Read the data set into RStudio
We do this by placing the file in the R folder and then reading it by providing details .
dean.df<-read.csv(paste("G:/R Intern/Data - Deans Dilemma.csv",sep=""))
View(dean.df)
dim(dean.df)
## [1] 391 26
As seen The dean data frame thus created matched the data we got in csv file.
Use R to create a table showing the average salary of males and females, who were placed. Review whether there is a gender gap in the data.

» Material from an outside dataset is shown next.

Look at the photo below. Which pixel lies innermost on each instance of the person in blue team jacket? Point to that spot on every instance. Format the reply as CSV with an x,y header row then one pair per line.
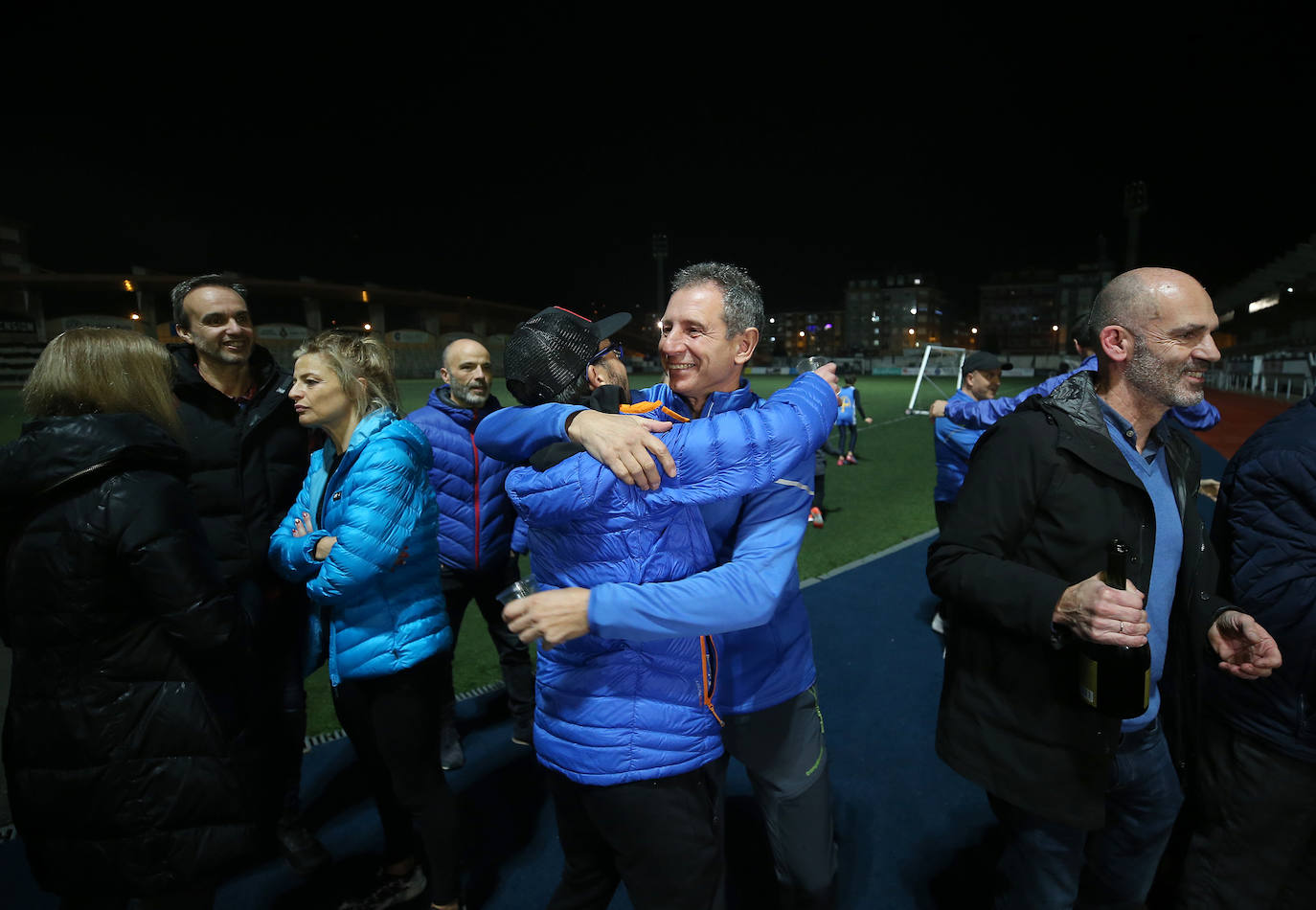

In other words, observe whether the average salaries of males is higher than the average salaries of females in this dataset.
First collecting the placed students data in a new data frame.
placed.df<-dean.df[ which(dean.df$Placement_B==1),]
View(placed.df)
Now to find the average salary of placed males and females.
placed.salary<-aggregate(placed.df$Salary,list(placed.df$Gender),mean)
placed.salary
## Group.1 x
## 1 F 253068.0
## 2 M 284241.9
The Average salaries of Males is 284241.9.
The Average Salaries of Females is 253068.0
As we see in the above data table, there is a difference in the average salaries of men and women.
Use R to run a t-test to test the following hypothesis: H1: The average salary of the male MBAs is higher than the average salary of female MBAs.
t.test(Salary~Gender,data = placed.df)
##
## Welch Two Sample t-test
##
## data: Salary by Gender
## t = -3.0757, df = 243.03, p-value = 0.00234
## alternative hypothesis: true difference in means is not equal to 0
## 95 percent confidence interval:
## -51138.42 -11209.22
## sample estimates:
## mean in group F mean in group M
## 253068.0 284241.9
P-value is 0.00234.
p-value is less than 0.01. A p-value less than 0.01 will under normal circumstances mean that there is substantial evidence against the null hypothesis i.e. this implies that it is significant.